"Better than The Da Vinci Code" it said. "The Da Vinci Code for people with brains" it said. "A cut above The Da Vinci Code" it said. It actually said, "If Scott Fitzgerald, Umberto Eco, and Dan Brown teamed up to write a novel, the result would be The Rule of Four."
Wow. That kind of talk adjacent to the byline "New York Times" or "Publisher's Weekly" on the jacket of a book can save it from the thrift pile and elevate it straight to the top of the "to be read" pile. Who doesn't love a good literary thriller with a puzzle to solve, a race across Europe, and maybe some obscure facet of Renaissance culture to explore?
The Rule of Four is about the study of a book, the Hypnerotomachia Poliphili, a real book published in 1499. The book is famous for hypnotizing its readers, drawing them into the study of its history, its weird logic and language, its puzzling elements. Sounds very promising! A guy like Dan Brown could use that kind of hook to drag us from historical sites in Italy to timeless monuments in Paris, killing lots of people along the way.
So how does it really stack up against The Da Vinci Code, the book that all the blurbs are telling me is but a pale, wispy shadow beside The Rule of Four's impressive brilliance?
The entire novel takes place on the campus of Princeton. Instead of learning about art, history, and the secrets of the church, we learn the eating habits, the recreational habits, the study habits, the a capella choir habits of students at Princeton. I almost expected a note stuffed into the margins: Dear Princeton, We love you! Do you love us? Check ___ yes or ___ no. Love, Caldwell and Thomason. After waiting 160 pages for the first corpse, we then watch the characters get into a Saab and listen to Sinatra. And then, after having teased us with the suggestion of an actual villain, the hint of a bona fide conflict, the book takes a long detour into the past to bring us up to date on the minutae of scholarship surrounding the Hypneratomachia Poliphili, the book that means...
Let's talk about the book's dark secret. The secret that the jacket tells me men have *died* to suppress. I can tell you the secret without giving away the one scene in the novel with any originality or merit, so here it is: The Renaissance was good. Yes, it was *good*. The paintings, the books, the sculpture, and particularly the ideas: good. Whoever wanted to stop it from happening, for whatever reason, if such a person existed, was bad and wrong. Take a moment to recover from your outrage.

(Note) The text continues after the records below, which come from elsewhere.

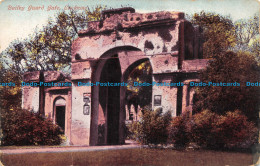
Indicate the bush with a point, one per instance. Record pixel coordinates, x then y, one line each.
21 127
177 130
200 128
152 129
235 131
229 131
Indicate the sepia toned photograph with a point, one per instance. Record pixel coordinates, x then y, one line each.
116 82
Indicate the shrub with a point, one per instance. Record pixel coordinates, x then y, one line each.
152 128
21 127
235 131
232 130
177 130
200 128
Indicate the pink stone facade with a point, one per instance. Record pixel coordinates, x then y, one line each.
107 51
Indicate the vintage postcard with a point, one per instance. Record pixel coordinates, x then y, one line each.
147 82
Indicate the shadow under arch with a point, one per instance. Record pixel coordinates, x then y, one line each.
103 64
59 112
123 90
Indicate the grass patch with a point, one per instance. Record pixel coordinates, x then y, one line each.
130 157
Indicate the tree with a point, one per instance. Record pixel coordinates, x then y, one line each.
247 33
218 33
50 47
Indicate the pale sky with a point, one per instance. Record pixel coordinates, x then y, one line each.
19 24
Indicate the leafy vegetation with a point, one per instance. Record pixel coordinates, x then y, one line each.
21 127
152 129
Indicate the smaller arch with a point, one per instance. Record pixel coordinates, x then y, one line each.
59 112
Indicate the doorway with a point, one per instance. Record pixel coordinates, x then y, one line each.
109 99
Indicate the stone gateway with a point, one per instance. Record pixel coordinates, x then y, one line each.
107 51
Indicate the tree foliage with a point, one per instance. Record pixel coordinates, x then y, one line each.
230 67
218 33
152 129
21 127
49 48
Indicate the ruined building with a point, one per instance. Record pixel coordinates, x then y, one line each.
107 51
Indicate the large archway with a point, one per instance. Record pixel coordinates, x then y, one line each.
108 104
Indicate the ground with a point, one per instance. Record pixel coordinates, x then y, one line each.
121 155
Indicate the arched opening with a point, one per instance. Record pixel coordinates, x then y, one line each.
108 104
59 112
109 99
138 93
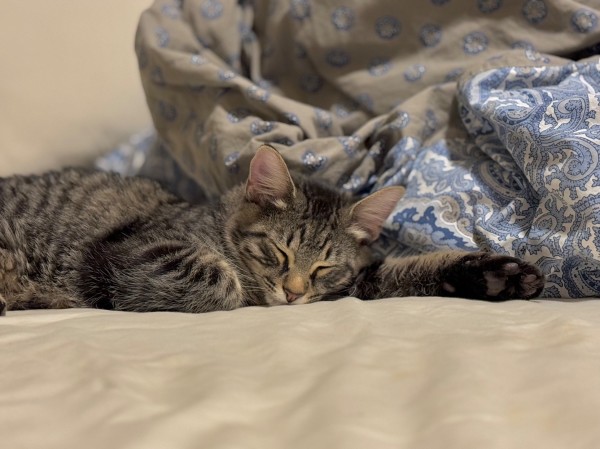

I do not see how The Rule of Four became such a runaway hit, that had reviewers drooling out praise like, "The real treat here is the process of discovery!" (Thank you, New York Times). There was no process, and no discovery. The entire story takes place in a weekend at Princeton, the most dramatic violence is inflicted by a faulty steam pipe, and the book reads more like a nostalgic love letter to the University than a thriller. I had to finish it, so I could write this, but you certainly don't have to. Find something else to do with your life. I hear Dan Brown has a new one coming out.
So what do you think? Are there blurb writers that you trust? Do you take the Boston Globe seriously when it recommends a novel? What about the New York Times? Or do you think that all blurbs are just fluff and nonsense?